In the store tank, almost half of the black moores had both eyes *MISSING!* 
I told some one in the customer service department, and she came over and almost *SCREAMED* when she saw them.
At least she knows that this is horrible.​


----------



## thekoimaiden (Oct 19, 2011)

While it is wonderful that you rescued them, those fish aren't suited for a 10 gallon aquarium. Goldfish get large and need lots of swimming room. For three black moors I would suggest a 30+ gal as the minimum size. They may seem small now, but they grow like little weeds and produce tons of waste.


----------



## Sena Hansler (Aug 24, 2011)

Awww poor black moore!!! those are my favorite goldfish too :-(


----------



## Lupin (Aug 2, 2006)

Koi maiden is correct. Black moors are one of those with average length of 6-8 inches. Definitely unsuitable for a 10g. The bigger the compartment, the better. I'd say a 40g tub will be more favorable than a 30g tank. Tubs are very practical for situations such as this. The only disadvantage is you are limited to top viewing so it may be difficult to check the side angle for anything wrong.


----------



## Sena Hansler (Aug 24, 2011)

That's very true  They can be in the 10 gallon for now, but I highly recommend upgrading pretty soon. They are messy little fishies!! :lol: The more the water, the more the ammonia is diluted, making it safer for them. I know tanks are pretty expensive, and you may not have money for a 40-80 gallon... 
But did you know you could get deep tubs? clear ones even! They are pretty cheap, but you'd have to rig something up to keep the water clean for each tub, and the air circulating.

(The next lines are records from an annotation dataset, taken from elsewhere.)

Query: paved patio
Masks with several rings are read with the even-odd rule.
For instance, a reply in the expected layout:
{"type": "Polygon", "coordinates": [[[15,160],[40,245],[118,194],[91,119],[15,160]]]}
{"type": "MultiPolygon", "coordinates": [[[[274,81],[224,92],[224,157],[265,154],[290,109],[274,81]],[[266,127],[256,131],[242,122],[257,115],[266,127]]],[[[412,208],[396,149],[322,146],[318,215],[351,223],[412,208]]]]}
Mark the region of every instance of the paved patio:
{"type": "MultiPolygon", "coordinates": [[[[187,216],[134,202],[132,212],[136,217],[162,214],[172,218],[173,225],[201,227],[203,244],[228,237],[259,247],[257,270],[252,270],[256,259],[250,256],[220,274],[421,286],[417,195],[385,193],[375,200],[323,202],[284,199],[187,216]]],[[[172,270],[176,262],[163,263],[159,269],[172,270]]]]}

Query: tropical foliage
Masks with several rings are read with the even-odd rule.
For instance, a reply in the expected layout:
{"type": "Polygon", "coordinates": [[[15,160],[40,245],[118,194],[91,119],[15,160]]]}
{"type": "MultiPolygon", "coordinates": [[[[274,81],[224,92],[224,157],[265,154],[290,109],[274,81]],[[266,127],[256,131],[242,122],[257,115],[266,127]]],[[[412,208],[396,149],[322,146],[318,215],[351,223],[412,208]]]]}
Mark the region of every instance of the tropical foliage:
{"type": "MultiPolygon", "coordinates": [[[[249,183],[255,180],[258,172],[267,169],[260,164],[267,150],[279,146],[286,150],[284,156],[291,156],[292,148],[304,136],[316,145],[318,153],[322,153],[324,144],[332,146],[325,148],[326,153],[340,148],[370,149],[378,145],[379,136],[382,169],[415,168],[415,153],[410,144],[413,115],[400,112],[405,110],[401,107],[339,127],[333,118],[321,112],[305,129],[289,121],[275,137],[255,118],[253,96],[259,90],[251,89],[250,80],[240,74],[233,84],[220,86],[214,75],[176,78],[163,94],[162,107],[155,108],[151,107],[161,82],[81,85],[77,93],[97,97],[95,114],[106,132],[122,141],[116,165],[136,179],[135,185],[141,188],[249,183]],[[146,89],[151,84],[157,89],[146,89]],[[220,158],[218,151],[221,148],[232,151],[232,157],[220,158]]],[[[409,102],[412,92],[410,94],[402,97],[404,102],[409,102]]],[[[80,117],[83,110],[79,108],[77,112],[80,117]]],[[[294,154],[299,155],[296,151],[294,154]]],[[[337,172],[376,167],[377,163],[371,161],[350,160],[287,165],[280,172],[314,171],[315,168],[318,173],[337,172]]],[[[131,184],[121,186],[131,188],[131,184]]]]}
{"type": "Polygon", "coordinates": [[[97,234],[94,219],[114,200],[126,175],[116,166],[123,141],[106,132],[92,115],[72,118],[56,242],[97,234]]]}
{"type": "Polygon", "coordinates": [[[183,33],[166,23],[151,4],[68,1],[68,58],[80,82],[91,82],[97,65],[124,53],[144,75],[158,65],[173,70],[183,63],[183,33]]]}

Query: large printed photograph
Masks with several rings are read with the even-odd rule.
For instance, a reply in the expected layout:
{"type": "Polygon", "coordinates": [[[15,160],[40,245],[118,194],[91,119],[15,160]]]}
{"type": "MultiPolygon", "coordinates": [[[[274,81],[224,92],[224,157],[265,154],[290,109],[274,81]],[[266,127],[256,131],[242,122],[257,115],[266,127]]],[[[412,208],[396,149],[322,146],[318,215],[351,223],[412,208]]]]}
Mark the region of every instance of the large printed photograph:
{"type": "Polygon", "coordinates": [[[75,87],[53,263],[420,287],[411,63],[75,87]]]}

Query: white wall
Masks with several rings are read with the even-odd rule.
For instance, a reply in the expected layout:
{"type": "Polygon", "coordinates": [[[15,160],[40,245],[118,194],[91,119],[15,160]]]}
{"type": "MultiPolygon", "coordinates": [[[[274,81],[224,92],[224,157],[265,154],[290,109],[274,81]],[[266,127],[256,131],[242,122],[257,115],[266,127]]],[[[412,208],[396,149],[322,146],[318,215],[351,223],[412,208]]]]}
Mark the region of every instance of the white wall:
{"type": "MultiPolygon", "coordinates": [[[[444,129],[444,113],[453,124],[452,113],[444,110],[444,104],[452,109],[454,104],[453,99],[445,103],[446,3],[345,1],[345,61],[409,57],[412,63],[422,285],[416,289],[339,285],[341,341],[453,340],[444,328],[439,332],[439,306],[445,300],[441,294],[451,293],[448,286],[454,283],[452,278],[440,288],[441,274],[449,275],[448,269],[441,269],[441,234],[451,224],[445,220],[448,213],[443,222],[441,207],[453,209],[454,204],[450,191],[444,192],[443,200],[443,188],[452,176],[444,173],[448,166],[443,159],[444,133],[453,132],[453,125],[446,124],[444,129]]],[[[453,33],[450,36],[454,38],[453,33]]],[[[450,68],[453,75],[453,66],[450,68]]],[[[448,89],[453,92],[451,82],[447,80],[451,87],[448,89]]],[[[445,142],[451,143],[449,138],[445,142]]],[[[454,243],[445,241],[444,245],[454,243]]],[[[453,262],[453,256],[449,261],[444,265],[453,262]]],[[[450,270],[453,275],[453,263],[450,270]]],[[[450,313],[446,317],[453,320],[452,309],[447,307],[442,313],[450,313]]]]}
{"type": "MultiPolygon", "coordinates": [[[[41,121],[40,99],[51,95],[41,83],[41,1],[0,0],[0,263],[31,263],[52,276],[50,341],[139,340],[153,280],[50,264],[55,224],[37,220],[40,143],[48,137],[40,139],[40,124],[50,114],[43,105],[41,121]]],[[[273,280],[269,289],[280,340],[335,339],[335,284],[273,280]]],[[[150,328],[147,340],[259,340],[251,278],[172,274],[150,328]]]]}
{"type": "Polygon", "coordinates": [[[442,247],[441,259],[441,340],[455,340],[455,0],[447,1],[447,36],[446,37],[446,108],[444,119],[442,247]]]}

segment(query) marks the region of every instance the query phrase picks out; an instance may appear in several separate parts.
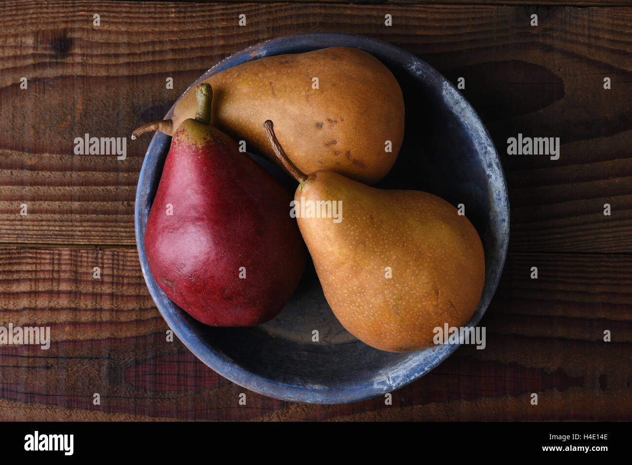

There is also a cheaper version, if you happened to have room indoors (though not recommended as not many have the room for such a contraption) is the blow up ponds.


----------



## Tikibirds (May 26, 2011)

I had one once. I knew nothing about fish though and kept it in a 1 gallon with a snail :shock:. If I were to go the goldfish route again, I would probably go with a black moore. Some of the other goldfish are just plain creepy looking..like the one that looks like it has cauilflower sprouting out of its head


----------



## irbyma7297 (Nov 23, 2011)

yeah.
or the bubble head one


----------



## fishy friend2 (Aug 28, 2011)

Are you even listening to what the other members are saying?


----------



## irbyma7297 (Nov 23, 2011)

yeah!
I'm gonna move them to a big tub when they get too big!


----------



## irbyma7297 (Nov 23, 2011)

or i'll get $100 by the 12 of november, so i can buy , like a 50 gal and more gravel.

EDIT: what made you think that i wasn't paying attention?


----------



## thekoimaiden (Oct 19, 2011)

irbyma7297 said:


> yeah!
> I'm gonna move them to a big tub when they get too big!


It's not just the size/space issue. In a small tank the wastes will build up to dangerous levels very fast. Larger tanks mean more water to dilute the waste. You should really move them soon. They will get stunted in the 10 gal. I would move them to the largest plastic tub you can get as soon as possible, and then when you get the money, move them to a 55 gal.


----------



## Sena Hansler (Aug 24, 2011)

Trust me. I see the wonders a larger take does for bettas, now imagine for a messier, larger, fish like goldfish  lol the bigger, the sooner, the better ^.^


----------



## irbyma7297 (Nov 23, 2011)

*okay..*

I'll do that.


----------



## Sena Hansler (Aug 24, 2011)

If anything, you can watch for deals in your area on sites like kijiji. It sometimes (not always!) can save you money


----------



## irbyma7297 (Nov 23, 2011)

okay!


----------